L’économie française convalescente d’un long Covid
Alors que les pays développés ayant réussi à éliminer le virus se portent bien, telle l’Australie avec un PIB en hausse de 1,8% au premier trimestre, la reprise n’est toujours pas là en France, avec une croissance légèrement négative (-0,1%). Faute d’avoir réussi à vite endiguer l’épidémie, nous manquons de visibilité et patinons d’un point de vue économique. Chronique par Nicolas Marques, directeur général de l’Institut économique Molinari, publiée dans le Capital du mois de juillet.
Face au Covid, deux stratégies ont été employées. La première a cherché à réduire drastiquement sa circulation. La seconde, à l’atténuer pour éviter la saturation du système de santé. D’un point de vue sanitaire et économique, la première démarche, dite d’élimination, est rétrospectivement la moins coûteuse. En 2020, les pays d’Océanie pratiquant une stratégie «zéro Covid» (Australie, Nouvelle-Zélande) ou assimilée (Corée du Sud) déplorent 42 fois moins de morts et un recul économique cinq fois moins prononcé que la France, qui a opté pour une démarche d’atténuation.
Si nous avions été aussi bons qu’eux, nous aurions sauvé 60000 vies et préservé 2200 euros de PIB par habitant. Eliminer le Covid-19 s’est ainsi avéré moins difficile et coûteux que de chercher à le contenir, ce qui expose aux oscillations que nous avons subies, avec une alternance de fermetures et d’ouvertures.
Certains considèrent que la performance des pays zéro Covid n’est pas reproductible. Selon eux, leur réussite serait liée au caractère insulaire de ces zones ou à une approche peu respectueuse des libertés. Cette vision n’est pas factuelle. La Grande-Bretagne, elle aussi insulaire, enregistre en 2020 48 fois plus de morts et un recul économique six fois plus prononcé que ses consœurs du Commonwealth, ayant des caractéristiques sociologiques, juridiques et économiques proches.
L’Australie et la Nouvelle-Zélande sont intégrées dans des vastes mouvements d’échanges commerciaux. Les voyages et le tourisme y occupent une place significative (11% du PIB) et supérieure à la Grande-Bretagne (9%). Ces pays du Nouveau Monde caracolent en tête du classement des libertés humaines et économiques des instituts Cato (Etats-Unis) et Fraser (Canada), loin devant la Grande-Bretagne ou la France.

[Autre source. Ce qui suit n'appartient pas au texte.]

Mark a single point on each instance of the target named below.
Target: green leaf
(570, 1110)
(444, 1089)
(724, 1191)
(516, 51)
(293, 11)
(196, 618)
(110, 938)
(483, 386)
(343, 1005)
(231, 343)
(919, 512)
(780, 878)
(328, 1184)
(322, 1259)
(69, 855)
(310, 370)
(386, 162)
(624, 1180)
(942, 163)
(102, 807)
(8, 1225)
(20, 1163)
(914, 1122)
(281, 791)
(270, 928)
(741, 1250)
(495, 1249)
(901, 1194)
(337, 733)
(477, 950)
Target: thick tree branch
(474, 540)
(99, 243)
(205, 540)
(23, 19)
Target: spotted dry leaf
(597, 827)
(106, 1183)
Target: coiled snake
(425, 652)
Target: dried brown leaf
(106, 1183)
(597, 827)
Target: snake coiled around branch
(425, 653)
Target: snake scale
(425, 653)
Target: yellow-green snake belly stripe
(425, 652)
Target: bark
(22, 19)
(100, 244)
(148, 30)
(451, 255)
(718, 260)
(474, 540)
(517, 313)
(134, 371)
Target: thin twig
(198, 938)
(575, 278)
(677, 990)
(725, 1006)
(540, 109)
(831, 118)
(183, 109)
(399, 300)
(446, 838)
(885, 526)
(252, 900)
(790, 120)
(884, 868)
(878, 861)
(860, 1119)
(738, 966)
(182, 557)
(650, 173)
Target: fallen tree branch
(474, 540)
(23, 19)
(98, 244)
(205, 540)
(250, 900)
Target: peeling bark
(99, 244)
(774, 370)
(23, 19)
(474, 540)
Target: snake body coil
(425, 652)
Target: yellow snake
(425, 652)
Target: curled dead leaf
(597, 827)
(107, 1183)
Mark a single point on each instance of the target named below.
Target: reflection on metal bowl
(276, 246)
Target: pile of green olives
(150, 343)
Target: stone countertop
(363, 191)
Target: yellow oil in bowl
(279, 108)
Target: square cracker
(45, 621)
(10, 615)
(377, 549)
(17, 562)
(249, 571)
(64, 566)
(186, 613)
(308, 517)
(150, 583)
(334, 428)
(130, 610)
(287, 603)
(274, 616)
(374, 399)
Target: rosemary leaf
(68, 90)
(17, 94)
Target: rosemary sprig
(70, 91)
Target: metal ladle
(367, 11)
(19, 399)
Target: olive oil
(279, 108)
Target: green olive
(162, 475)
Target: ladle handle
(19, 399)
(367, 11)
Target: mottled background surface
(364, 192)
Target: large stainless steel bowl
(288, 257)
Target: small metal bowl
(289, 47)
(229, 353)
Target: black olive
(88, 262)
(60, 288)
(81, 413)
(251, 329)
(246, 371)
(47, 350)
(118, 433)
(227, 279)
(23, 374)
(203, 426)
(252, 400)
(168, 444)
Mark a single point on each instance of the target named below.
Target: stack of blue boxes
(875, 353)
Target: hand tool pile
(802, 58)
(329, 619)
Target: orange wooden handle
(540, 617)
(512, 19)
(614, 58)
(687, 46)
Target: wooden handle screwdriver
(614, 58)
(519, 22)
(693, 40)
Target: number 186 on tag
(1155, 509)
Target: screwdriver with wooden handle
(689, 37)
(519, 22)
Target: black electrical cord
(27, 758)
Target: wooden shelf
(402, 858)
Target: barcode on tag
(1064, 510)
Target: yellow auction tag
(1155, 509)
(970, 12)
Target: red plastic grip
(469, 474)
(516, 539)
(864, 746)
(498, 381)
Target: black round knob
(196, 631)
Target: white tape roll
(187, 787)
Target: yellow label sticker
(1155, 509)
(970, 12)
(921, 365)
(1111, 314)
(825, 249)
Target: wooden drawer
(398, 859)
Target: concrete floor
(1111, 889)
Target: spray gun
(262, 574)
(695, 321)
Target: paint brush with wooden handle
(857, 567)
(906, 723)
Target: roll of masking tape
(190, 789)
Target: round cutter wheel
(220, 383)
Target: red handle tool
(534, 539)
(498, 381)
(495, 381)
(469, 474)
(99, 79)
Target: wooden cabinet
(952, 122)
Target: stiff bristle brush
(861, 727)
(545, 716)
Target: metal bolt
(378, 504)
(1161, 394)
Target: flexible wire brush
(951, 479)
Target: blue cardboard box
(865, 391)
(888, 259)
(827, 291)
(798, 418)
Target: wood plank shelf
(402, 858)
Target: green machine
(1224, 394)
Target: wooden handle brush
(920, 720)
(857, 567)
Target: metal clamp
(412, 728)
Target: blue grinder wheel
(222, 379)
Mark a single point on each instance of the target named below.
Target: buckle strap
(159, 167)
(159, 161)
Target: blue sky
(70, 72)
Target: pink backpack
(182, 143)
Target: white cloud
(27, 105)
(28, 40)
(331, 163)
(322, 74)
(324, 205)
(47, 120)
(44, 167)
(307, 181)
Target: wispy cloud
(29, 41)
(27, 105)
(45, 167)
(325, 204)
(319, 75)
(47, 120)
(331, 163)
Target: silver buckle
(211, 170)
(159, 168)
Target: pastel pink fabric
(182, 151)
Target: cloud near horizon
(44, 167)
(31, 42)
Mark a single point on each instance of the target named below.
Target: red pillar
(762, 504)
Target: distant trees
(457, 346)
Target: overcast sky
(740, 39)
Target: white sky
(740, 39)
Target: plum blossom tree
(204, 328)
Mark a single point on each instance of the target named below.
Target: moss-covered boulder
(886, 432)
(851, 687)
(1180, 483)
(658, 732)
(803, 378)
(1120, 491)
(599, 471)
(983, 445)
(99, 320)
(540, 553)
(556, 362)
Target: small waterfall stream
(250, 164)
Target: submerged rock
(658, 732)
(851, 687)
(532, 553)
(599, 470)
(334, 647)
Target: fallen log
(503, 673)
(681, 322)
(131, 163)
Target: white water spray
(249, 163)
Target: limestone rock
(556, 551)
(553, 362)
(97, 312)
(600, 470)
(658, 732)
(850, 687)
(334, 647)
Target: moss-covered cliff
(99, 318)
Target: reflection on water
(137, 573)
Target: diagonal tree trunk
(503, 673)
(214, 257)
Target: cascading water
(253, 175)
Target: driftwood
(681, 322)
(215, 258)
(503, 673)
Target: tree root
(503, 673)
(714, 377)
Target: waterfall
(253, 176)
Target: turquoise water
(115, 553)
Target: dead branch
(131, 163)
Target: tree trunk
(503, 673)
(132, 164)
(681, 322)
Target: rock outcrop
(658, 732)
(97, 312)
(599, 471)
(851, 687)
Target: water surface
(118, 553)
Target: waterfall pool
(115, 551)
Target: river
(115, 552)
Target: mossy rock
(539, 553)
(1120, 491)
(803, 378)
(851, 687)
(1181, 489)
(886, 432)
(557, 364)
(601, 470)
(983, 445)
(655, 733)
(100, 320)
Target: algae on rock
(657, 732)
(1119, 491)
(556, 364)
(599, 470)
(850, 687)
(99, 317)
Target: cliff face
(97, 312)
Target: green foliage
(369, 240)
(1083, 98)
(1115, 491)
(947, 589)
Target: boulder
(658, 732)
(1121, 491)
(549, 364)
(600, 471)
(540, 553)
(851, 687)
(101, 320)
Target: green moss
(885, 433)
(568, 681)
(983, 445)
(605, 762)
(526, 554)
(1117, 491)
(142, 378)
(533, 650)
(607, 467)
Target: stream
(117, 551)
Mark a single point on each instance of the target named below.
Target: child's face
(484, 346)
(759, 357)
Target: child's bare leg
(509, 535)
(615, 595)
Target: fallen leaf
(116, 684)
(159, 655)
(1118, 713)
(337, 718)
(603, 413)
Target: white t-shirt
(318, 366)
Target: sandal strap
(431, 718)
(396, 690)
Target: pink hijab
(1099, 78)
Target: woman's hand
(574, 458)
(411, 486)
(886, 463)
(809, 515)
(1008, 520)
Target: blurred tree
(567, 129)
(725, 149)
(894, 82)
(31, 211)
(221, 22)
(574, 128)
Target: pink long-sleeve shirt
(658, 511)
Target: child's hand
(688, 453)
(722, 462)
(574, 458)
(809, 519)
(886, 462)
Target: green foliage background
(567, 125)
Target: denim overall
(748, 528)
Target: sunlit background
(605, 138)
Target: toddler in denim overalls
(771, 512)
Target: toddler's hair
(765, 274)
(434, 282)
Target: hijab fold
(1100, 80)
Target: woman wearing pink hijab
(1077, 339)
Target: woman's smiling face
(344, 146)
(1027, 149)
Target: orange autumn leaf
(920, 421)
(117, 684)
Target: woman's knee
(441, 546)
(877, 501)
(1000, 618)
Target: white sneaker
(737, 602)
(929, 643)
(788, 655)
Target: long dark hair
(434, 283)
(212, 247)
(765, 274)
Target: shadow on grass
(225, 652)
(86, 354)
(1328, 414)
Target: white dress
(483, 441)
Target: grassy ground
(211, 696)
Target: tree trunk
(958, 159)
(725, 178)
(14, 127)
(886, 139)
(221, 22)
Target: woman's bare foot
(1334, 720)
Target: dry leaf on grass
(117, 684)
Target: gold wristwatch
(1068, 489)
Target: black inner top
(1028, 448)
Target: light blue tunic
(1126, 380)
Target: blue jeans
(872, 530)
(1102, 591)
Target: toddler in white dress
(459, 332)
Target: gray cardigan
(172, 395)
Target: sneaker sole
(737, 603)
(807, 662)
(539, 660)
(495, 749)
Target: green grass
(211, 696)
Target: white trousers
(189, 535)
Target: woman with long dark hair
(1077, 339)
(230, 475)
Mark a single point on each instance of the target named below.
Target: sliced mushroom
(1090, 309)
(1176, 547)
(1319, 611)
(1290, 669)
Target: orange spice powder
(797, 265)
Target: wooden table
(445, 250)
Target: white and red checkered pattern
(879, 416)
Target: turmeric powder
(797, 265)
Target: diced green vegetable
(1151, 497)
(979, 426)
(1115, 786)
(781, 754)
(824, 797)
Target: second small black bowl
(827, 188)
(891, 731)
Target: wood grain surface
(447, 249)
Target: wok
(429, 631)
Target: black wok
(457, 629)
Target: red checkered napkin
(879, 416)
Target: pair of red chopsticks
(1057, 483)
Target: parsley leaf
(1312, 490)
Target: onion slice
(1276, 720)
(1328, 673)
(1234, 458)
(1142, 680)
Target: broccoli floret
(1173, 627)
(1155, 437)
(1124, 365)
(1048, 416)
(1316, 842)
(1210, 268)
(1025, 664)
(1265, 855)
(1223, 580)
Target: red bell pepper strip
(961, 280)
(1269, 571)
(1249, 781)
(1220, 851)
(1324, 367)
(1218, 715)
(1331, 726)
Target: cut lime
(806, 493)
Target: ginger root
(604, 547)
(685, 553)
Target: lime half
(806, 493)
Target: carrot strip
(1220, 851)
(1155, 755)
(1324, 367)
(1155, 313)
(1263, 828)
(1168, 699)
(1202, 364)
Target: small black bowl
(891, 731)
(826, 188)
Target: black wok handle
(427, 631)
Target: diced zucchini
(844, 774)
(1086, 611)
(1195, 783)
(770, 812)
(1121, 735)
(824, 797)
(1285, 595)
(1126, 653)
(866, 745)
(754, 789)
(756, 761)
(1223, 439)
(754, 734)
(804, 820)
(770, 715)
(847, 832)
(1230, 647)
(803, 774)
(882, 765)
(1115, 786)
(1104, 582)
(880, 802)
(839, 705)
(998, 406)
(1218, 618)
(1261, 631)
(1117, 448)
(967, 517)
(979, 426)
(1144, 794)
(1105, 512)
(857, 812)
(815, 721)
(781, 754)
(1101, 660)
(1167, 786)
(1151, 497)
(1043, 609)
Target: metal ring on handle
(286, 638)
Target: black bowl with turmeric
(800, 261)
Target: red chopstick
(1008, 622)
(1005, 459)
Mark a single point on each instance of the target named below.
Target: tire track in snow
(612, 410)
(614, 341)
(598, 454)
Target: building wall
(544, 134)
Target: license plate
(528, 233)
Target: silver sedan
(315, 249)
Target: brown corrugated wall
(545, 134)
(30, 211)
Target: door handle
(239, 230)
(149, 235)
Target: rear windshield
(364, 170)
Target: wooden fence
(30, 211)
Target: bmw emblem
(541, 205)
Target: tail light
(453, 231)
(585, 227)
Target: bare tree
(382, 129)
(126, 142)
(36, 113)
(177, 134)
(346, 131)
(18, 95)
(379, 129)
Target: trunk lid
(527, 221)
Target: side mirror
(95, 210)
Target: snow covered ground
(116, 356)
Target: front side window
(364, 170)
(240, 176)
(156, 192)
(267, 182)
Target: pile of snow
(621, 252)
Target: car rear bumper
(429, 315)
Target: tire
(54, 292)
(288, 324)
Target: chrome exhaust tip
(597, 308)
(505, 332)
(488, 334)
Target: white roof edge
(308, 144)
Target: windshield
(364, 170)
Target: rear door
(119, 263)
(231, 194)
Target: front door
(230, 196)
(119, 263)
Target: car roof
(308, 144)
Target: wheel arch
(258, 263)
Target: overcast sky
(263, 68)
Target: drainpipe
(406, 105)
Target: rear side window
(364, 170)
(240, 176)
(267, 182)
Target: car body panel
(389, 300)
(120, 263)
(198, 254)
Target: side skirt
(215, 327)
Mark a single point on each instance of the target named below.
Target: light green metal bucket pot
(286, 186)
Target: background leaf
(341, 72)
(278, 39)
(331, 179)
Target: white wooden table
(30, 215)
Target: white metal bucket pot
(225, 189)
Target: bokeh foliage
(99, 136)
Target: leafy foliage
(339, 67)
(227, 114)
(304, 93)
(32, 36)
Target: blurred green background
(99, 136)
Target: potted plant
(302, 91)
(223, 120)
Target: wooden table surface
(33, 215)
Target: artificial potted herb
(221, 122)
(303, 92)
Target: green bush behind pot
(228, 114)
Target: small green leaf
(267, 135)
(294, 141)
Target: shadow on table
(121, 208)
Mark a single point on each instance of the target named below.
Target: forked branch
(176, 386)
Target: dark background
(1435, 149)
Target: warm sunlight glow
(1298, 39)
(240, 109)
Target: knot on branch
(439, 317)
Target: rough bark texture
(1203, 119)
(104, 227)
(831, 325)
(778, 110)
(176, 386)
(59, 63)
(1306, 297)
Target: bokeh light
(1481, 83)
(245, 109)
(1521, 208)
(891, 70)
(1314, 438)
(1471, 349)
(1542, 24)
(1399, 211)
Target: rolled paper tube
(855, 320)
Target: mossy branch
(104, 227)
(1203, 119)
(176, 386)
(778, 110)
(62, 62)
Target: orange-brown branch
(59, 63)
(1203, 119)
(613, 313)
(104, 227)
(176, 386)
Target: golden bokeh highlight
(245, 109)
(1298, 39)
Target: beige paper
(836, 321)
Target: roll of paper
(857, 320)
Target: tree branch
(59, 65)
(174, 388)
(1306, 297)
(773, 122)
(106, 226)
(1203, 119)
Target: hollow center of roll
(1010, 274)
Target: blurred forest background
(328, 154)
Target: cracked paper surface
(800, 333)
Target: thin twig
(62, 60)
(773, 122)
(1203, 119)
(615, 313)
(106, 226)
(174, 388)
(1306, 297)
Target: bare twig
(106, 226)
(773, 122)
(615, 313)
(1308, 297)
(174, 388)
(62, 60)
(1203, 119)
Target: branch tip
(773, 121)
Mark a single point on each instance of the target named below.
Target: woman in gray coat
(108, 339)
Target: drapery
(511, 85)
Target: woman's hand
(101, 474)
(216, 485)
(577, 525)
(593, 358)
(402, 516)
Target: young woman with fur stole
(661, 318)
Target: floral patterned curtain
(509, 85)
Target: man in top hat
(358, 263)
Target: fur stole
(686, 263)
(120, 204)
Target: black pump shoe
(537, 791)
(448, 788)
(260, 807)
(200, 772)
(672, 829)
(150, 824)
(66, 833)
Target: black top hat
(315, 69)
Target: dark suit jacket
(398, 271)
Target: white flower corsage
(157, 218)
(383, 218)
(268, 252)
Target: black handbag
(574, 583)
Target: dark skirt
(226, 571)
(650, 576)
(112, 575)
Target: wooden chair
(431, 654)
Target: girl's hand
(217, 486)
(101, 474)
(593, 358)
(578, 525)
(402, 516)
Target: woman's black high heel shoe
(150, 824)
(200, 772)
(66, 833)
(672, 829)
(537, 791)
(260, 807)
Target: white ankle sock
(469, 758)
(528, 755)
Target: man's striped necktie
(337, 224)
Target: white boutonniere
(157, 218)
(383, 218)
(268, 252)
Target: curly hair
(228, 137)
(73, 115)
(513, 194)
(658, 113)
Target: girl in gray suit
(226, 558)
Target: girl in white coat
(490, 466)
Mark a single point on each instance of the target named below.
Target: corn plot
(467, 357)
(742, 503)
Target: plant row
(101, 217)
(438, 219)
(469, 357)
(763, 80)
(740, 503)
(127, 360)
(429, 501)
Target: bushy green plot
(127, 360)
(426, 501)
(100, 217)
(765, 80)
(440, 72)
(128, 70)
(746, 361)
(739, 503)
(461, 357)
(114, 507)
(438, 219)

Comme nous, ils ont eu à endiguer l’épidémie qui avait atteint leur territoire. Contrairement à nous, ils ont considéré qu’il était crucial de rentabiliser cet effort sociétal sur la durée. Les pays d’Océanie se sont organisés pour que la pandémie ne redémarre pas, ce qui leur a permis de mieux préserver leur société. En remontant les chaînes de contamination, avec le fameux dépister-tracer-isoler, et en raisonnant de façon locale, ils ont pu se contenter d’approches micro au gré des réapparitions ponctuelles de la maladie.
Une démarche beaucoup moins coûteuse que celles des pays d’Europe ayant subi plusieurs vagues épidémiologiques et multiplié les restrictions, délétères pour l’économie et les libertés. Notre choix a ressemblé à celui du pompier qui arrive à surmonter un incendie, mais se voit contraint d’affronter un deuxième foyer, puis un troisième, faute de s’être organisé pour éviter sa résurgence. Une approche clairement contre-productive.
Pour plusieurs, ce résultat n’est pas une surprise. Dès le début de la pandémie, nombre de travaux (FMI, Banque mondiale…) avaient souligné l’importance d’endiguer rapidement l’épidémie de Covid-19 pour préserver les populations et les économies, rejoignant les spécialistes du risque, tel Nassim Nicholas Taleb. Dans nos pays caractérisés par une forte division du travail, des services très développés et des interactions significatives, les pandémies sont un risque. C’est justement parce que nous sommes en réseau et que nous tenons à nos libertés qu’il convient de traiter ce risque de façon proactive, pour éviter que nos forces et aspirations se muent en fragilités.